Need Not Be Set to Explode
"One need not possess a destructive device already set to explode in order to violate Penal Code section 12303.2." (People v. Westoby (1976) 63 Cal.App.3d 790, 795 [134 Cal.Rptr. 97].) Thus, the defendant in Westoby was guilty of possessing a destructive device even though the battery wires were not connected on the pipe bomb. (Ibid.) Similarly, in People v. Heideman (1976) 58 Cal.App.3d 321, 335-336 [130 Cal.Rptr. 349], the defendant was guilty of illegally possessing dynamite even though he did not have the blasting caps necessary to ignite the dynamite. (See also People v. Morse (1992) 2 Cal.App.4th 620, 646-647 [3 Cal.Rptr.2d 343] [instruction on this point proper].)
Penal Code section 12303.2 is an inherently dangerous felony supporting a conviction for second degree felony murder. (People v. Morse (1992) 2 Cal.App.4th 620, 646 [3 Cal.Rptr.2d 343].) However, in People v. Morse, the trial court erred in instructing that if the jury convicted the defendant of second degree murder on the basis of felony murder, the murder was then elevated to first degree murder based on the use of a destructive device. (Id. at pp. 654-655.)
Multiple Charges Based on Multiple Explosives or Destructive Devices
The defendant may be charged with multiple counts of violating Penal Code section 12303.2 based on possession of multiple explosives or destructive devices. (People v. DeGuzman (2003) 113 Cal.App.4th 538, 548 [6 Cal.Rptr.3d 739].)

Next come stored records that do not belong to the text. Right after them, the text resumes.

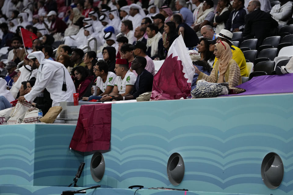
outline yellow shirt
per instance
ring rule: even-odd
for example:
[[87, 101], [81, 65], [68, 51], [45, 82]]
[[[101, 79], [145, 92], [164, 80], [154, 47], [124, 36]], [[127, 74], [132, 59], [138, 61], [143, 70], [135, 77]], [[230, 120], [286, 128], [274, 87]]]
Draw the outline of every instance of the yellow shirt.
[[[246, 70], [246, 61], [245, 60], [245, 58], [243, 53], [241, 50], [233, 45], [230, 47], [232, 51], [232, 55], [233, 57], [232, 59], [235, 60], [240, 69], [240, 73], [241, 76], [248, 76], [247, 75], [247, 71]], [[217, 58], [215, 58], [215, 62], [213, 66], [213, 68], [216, 64], [216, 62], [218, 60]]]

Maliciously—People v. Heideman
In People v. Heideman (1976) 58 Cal.App.3d 321 [139 Cal.Rptr. 349], the defendant offered to commit murder for hire using explosives and possessed the explosives. (Id. at pp. 327-329.) The defendant asserted that he did not actually intend to physically injure anyone but simply to defraud the individuals offering to pay for the murders. (Id. at pp. 330-331.) On appeal, the defendant contended that the court had improperly instructed on the meaning of "recklessness," which the prosecution conceded. (Id. at p. 334.) Noting that the "[d]efendant admitted that his purpose in storing the dynamite in his room was to carry out a nefarious scheme to defraud his victims," the court found sufficient evidence to establish malice. (Id. at p.
335.) The court stated that under the facts of the case before it, the term "maliciously" did not "require an actual intent to physically injure, intimidate or terrify others." (Ibid.) Accordingly, the court found that the error in the instruction on "recklessness" was harmless given that there was sufficient evidence to support the higher culpability standard of malice. (Ibid.) The committee did not incorporated the language from Heideman in the definition of "maliciously" in this instruction because the committee concluded that this case reflects unique facts and that the language quoted is dicta, not essential to the ruling of the case.
See the Related Issues section to CALCRIM No. 2571, Carrying or Placing Explosive or Destructive Device on Common Carrier.